Dall'inventario risulta chiaramente che uno dei tre quadri, quello “in tavola”, è l'Incoronazione della Vergine che si afferma essere della scuola di Pietro (Vannucci) detto il Perugino. Questa Tavola non arrivò mai a Parigi ed ora si trova nella Galleria Vaticana, Sala VII, a Roma. Essa è catalogata come opera di Bernardino di Betto, detto il Pinturicchio, allievo del Vannucci (9).

A chiusura del discorso sulla rapina delle opere d'arte perpetrata dal Governo francese è utile leggere attentamente la lettera che segue per avere la prova di come essa, con ignavia e scarso senso civico, fu consentita dagli Amministratori del tempo.

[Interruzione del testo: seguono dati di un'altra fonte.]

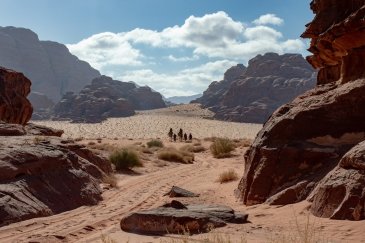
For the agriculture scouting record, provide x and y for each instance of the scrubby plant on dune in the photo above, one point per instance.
(125, 159)
(227, 176)
(222, 147)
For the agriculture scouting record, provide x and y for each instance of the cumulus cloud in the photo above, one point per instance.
(268, 19)
(214, 38)
(105, 49)
(185, 82)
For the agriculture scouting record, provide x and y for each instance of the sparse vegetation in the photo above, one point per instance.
(125, 159)
(222, 148)
(110, 179)
(193, 149)
(227, 176)
(79, 139)
(174, 155)
(155, 143)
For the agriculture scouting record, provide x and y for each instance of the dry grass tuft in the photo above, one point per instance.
(222, 148)
(227, 176)
(174, 155)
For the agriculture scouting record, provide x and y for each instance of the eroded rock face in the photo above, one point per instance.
(252, 94)
(300, 150)
(104, 98)
(14, 105)
(341, 194)
(51, 67)
(177, 218)
(41, 176)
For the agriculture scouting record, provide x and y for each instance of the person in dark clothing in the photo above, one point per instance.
(180, 134)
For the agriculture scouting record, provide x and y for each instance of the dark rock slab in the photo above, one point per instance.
(180, 192)
(191, 219)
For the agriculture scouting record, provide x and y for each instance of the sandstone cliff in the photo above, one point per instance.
(14, 105)
(51, 67)
(252, 94)
(104, 98)
(40, 173)
(300, 152)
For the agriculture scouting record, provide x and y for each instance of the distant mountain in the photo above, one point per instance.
(105, 98)
(50, 66)
(252, 94)
(183, 99)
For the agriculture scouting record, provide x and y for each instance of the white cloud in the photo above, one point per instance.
(182, 59)
(268, 19)
(208, 38)
(184, 82)
(105, 49)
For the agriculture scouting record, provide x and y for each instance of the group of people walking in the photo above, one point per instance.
(181, 135)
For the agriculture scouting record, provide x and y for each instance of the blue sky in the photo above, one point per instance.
(175, 46)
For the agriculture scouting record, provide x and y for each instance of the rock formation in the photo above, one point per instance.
(40, 173)
(104, 98)
(177, 218)
(300, 152)
(14, 88)
(43, 106)
(252, 94)
(51, 67)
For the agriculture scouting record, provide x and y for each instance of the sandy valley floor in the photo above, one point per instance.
(145, 189)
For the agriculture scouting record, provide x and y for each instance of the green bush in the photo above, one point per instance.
(222, 148)
(155, 143)
(125, 159)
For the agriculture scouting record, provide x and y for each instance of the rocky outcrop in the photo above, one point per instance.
(177, 218)
(341, 194)
(14, 105)
(51, 67)
(300, 152)
(43, 106)
(42, 176)
(216, 90)
(252, 94)
(40, 173)
(104, 98)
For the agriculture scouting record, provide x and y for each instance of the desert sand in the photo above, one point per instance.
(145, 189)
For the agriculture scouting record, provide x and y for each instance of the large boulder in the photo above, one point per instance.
(42, 176)
(341, 194)
(177, 218)
(105, 98)
(252, 94)
(14, 105)
(297, 155)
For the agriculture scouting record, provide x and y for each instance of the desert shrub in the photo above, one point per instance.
(155, 143)
(227, 176)
(222, 147)
(124, 159)
(174, 155)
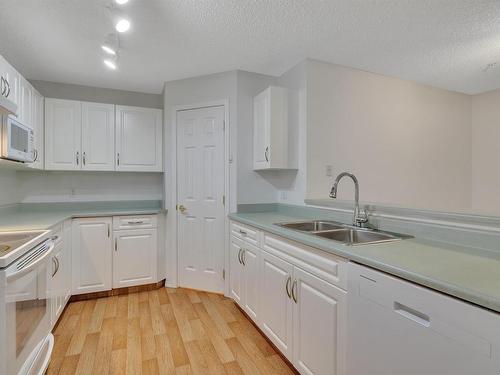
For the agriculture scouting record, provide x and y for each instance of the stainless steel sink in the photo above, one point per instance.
(348, 235)
(312, 226)
(352, 236)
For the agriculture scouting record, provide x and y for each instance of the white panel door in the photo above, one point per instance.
(276, 303)
(98, 136)
(134, 257)
(200, 191)
(236, 271)
(139, 139)
(63, 125)
(92, 258)
(319, 320)
(251, 266)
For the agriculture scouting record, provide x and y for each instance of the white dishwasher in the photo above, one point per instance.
(396, 327)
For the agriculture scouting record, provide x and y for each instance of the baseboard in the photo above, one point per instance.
(118, 291)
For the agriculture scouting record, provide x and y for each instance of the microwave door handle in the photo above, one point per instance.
(29, 267)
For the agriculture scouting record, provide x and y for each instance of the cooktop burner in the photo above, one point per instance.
(10, 241)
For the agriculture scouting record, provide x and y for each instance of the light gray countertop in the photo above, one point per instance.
(466, 273)
(31, 216)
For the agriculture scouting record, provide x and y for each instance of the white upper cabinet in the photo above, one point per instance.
(63, 122)
(37, 110)
(98, 137)
(272, 147)
(25, 104)
(138, 139)
(9, 85)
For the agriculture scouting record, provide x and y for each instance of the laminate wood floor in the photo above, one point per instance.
(164, 331)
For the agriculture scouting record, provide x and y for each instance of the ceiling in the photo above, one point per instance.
(443, 43)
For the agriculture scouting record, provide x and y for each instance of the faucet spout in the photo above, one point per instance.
(360, 217)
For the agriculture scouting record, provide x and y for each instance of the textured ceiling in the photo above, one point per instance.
(444, 43)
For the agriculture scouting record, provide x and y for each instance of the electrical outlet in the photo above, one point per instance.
(329, 171)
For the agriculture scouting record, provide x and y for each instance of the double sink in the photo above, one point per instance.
(346, 234)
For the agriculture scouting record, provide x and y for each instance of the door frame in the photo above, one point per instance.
(173, 281)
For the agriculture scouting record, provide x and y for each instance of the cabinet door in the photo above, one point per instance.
(57, 282)
(63, 123)
(138, 139)
(236, 271)
(261, 129)
(319, 320)
(98, 137)
(91, 255)
(134, 257)
(276, 305)
(251, 265)
(37, 108)
(25, 102)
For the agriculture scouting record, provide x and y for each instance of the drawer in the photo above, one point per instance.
(326, 266)
(134, 222)
(246, 233)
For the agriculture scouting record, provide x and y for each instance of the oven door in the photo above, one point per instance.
(27, 304)
(18, 141)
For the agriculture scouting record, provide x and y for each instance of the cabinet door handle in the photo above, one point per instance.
(412, 314)
(287, 286)
(294, 291)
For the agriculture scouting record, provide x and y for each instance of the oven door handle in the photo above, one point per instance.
(30, 266)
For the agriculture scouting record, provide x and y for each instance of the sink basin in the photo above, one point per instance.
(359, 236)
(312, 226)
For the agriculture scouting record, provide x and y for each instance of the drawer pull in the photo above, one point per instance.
(412, 314)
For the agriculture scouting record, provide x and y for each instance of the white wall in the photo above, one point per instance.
(56, 186)
(97, 94)
(485, 152)
(408, 144)
(9, 187)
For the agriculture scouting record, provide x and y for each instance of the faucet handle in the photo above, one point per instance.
(362, 217)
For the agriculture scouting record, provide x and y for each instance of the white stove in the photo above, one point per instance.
(15, 244)
(25, 301)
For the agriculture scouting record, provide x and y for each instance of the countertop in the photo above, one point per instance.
(33, 216)
(465, 273)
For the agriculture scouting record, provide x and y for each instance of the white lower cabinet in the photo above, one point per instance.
(277, 305)
(134, 257)
(92, 258)
(319, 325)
(245, 264)
(303, 315)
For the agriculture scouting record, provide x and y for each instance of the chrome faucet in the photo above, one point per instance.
(360, 216)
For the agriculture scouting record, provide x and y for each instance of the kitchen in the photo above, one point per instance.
(317, 196)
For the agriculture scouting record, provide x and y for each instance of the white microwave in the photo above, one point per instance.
(17, 140)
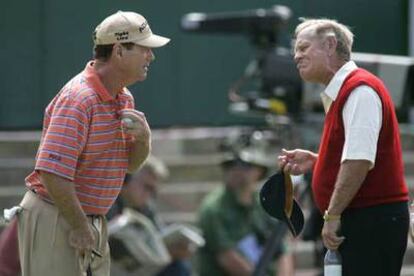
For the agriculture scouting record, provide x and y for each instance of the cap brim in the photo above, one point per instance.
(154, 41)
(272, 198)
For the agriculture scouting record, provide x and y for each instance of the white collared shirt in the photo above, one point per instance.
(361, 115)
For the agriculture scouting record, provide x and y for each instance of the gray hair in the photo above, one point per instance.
(326, 27)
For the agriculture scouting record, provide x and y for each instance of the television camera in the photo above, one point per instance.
(278, 91)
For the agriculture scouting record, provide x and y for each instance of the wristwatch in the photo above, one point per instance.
(329, 217)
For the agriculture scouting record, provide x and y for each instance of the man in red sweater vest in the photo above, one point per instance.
(358, 179)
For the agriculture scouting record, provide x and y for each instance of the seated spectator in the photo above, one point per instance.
(233, 223)
(138, 193)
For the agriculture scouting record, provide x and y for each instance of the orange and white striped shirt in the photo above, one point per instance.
(82, 141)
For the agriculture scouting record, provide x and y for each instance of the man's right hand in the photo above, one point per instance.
(297, 161)
(82, 238)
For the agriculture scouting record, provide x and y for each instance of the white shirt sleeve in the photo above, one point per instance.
(362, 118)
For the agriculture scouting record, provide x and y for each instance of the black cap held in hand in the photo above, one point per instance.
(276, 197)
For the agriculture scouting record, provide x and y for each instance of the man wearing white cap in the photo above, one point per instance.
(92, 136)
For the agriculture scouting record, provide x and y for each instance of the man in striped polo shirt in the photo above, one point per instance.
(92, 136)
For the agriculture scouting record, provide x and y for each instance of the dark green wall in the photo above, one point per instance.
(46, 42)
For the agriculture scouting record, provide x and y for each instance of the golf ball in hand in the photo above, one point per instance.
(127, 122)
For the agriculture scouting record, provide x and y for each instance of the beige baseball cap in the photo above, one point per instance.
(122, 27)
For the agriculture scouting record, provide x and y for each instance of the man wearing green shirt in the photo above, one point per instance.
(234, 225)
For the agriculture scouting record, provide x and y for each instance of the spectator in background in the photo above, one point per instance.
(138, 193)
(233, 223)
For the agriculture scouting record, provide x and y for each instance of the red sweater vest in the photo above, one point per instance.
(385, 182)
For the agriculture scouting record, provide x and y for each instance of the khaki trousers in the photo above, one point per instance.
(44, 242)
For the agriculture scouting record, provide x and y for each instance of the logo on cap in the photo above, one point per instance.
(122, 35)
(143, 26)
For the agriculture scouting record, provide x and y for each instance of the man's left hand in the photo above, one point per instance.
(329, 234)
(139, 129)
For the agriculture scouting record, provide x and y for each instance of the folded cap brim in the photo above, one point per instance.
(273, 201)
(153, 41)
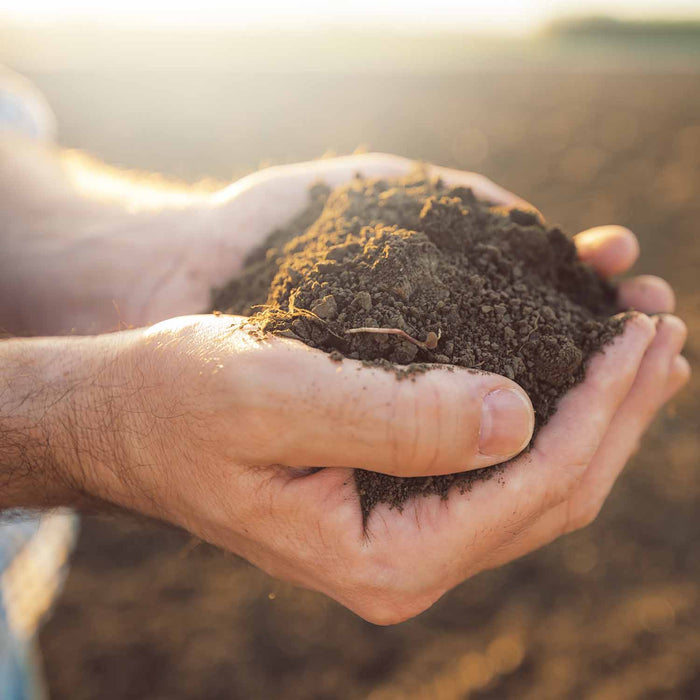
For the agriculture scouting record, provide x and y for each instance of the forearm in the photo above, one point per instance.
(86, 248)
(60, 420)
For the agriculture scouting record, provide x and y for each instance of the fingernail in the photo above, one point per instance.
(507, 421)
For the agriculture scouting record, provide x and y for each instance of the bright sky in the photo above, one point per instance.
(498, 15)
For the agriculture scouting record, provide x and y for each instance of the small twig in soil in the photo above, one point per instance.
(429, 344)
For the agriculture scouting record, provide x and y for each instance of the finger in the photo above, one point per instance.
(569, 441)
(288, 187)
(502, 510)
(611, 250)
(678, 378)
(660, 375)
(646, 293)
(330, 414)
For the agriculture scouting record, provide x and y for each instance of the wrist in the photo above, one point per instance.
(56, 420)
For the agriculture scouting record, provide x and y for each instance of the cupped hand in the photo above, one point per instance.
(230, 425)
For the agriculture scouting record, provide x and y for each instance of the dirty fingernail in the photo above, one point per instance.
(507, 421)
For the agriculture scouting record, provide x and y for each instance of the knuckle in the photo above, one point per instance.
(377, 594)
(581, 515)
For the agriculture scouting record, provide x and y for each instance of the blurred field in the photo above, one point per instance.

La lettera è del 14 marzo 1813 e fu inviata dal Sotto Prefetto del Dipartimento al Maire di Fratta. La trascriviamo per intero.


N. 426. Richiamerete nella risposta il numero qui sopra riportato (10). Perugia, lì 14 marzo 1813.

Il Sotto Prefetto del Circondario di Perugia al Signor Maire della Fratta.

È giunto in questo comune il Signor Tofanelli incaricato di far trasportare in Roma quegli oggetti di Belle Arti che avea anticipatamente scelti e ne aveva preso possesso.

Io, a tal uopo le accludo il contratto a Lei noto e che fu stabilito tra il Signor Tofanelli ed Innocenzo Lazzarini che si incaricò dell'incasso, imballaggio e trasporto dei quadri indicati nella nota che parimenti le accludo, sino a Perugia. So che il Lazzarini è in Roma, ma egli stesso, che si presentò ieri avanti di me, ne deve avere scritto a cotesto Signor Paolucci, acciò in di lui assenza eseguisca il contratto. Dica adunque al Signor Paolucci che nel principio dell'entrante settimana devono essere in Perugia li tre quadri di cui si tratta. Per facilitare l'operazione io le trasmetto scudi sei che passerà al detto Signor Paolucci, riservandomi di pagare gli altri scudi sei allorché saranno qui giunti li detti quadri.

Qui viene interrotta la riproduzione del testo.